Professor Saisho suggests that instead of focusing on glucose levels, patients and doctors should focus on beta cell protection. A beta cell-centric concept of diabetes would help patients to understand that the disease is progressive, but that they can take action to delay the further dysfunction of beta cells and keep their quality of life better for longer. It may also help to put patients and doctors on the same team in a fight to protect beta cells (as opposed to the patient feeling alone in trying to maintain glycaemic control, with the doctor only there to reprimand them if they fail), and to encourage action quickly after diagnosis.
The idea of beta cell karoshi could motivate people to make better choices to protect their beta cells, lowering their risk of developing diabetes.

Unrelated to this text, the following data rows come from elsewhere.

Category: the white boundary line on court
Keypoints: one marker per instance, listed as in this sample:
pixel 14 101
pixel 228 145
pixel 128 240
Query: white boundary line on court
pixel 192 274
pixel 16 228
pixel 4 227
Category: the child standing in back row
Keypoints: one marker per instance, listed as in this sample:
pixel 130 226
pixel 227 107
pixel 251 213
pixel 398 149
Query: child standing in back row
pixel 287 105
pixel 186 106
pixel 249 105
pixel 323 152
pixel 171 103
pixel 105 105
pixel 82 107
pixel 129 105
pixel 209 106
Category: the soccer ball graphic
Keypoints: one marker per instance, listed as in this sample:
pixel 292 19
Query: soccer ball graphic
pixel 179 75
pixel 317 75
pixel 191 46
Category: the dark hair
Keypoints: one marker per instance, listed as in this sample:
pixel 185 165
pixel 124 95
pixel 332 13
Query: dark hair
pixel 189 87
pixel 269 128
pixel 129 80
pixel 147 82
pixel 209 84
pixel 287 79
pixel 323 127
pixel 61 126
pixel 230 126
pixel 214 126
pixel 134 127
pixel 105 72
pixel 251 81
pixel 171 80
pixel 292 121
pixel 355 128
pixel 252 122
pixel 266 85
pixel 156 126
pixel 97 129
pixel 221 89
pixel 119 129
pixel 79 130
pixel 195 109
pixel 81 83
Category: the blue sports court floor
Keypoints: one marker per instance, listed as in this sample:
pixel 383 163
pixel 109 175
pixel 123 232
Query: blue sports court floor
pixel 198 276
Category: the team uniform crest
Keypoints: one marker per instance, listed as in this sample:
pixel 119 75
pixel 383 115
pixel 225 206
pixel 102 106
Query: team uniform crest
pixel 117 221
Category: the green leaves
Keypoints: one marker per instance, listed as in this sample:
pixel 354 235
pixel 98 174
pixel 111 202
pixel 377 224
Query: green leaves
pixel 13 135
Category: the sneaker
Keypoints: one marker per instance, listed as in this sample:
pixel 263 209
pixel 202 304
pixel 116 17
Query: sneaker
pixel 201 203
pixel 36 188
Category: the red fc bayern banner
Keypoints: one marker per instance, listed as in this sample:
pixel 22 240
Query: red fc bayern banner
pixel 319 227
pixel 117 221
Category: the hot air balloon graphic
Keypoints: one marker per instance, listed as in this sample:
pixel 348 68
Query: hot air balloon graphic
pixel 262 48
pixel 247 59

Even better would be steps taken before T2DM diagnosis to prevent the development of the disease. Patients diagnosed with “prediabetes” are at a high risk of developing T2DM, but currently they may not receive intensive or immediate treatment as their condition isn’t as serious as those who have been diagnosed with diabetes. More effective treatment of those with prediabetes could prevent them developing T2DM, as intervention before the loss of beta cell mass is too great can normalise glucose metabolism. Professor Saisho hopes that by encouraging the use of a beta cell-centric concept of diabetes people will be encouraged to protect this finite resource, and he suggests the use of two terms – karoshi and mottainai – to educate and encourage action to prevent diabetes.
Karoshi and mottainai
Karoshi is a Japanese term that means “death from overwork”, referring to when people suffer a sudden death (usually from heart attack or stroke) caused by the stress of a heavy workload. Beta cell karoshi is the same idea – that the beta cells in your pancreas die due to the stress of trying to manage all the work we place on them with excess eating. Professor Saisho believes that popularising the idea of beta cell karoshi will motivate people to make better choices to protect their beta cells, and hopefully lower their risk of developing diabetes.

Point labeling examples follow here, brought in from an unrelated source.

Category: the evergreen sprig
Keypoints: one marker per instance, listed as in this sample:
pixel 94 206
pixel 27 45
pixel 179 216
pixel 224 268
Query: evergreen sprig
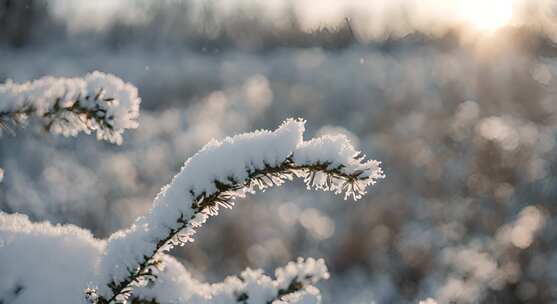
pixel 224 197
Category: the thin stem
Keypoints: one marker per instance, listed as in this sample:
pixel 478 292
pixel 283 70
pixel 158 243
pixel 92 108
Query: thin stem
pixel 225 195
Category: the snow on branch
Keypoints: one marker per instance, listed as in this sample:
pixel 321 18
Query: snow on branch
pixel 215 177
pixel 291 283
pixel 73 255
pixel 97 102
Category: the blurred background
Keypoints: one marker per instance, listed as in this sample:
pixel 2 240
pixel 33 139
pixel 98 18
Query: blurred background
pixel 457 98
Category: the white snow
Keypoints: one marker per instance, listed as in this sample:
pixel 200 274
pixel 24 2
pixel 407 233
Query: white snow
pixel 116 101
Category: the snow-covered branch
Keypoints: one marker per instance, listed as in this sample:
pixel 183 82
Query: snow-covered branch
pixel 73 255
pixel 215 177
pixel 97 102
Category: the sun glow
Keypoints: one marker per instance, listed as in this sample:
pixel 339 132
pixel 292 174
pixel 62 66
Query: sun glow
pixel 487 15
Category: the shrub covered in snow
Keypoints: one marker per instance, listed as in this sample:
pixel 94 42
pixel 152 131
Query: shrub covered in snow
pixel 133 264
pixel 98 102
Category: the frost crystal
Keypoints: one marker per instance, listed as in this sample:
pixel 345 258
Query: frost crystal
pixel 97 102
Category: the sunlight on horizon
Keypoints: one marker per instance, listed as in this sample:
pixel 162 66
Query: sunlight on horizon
pixel 488 15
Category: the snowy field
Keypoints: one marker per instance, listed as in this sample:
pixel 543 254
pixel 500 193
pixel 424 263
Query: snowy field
pixel 355 152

Mottainai is the Japanese equivalent of the environmental slogan “reduce, reuse, recycle”, except that mottainai also includes the fourth idea of “respect”. The term is used to protest the waste of resources, and encourage people to act in a more sustainable way to save the Earth. Professor Saisho proposes that this can also be applied to beta cell protection to promote a healthier and more sustainable lifestyle, and that we reduce beta cell workload, respect our bodies, and save the pancreas.
Do you think the number of new cases of T2DM could be reduced through popularisation of ideas like beta cell karoshi and mottainai?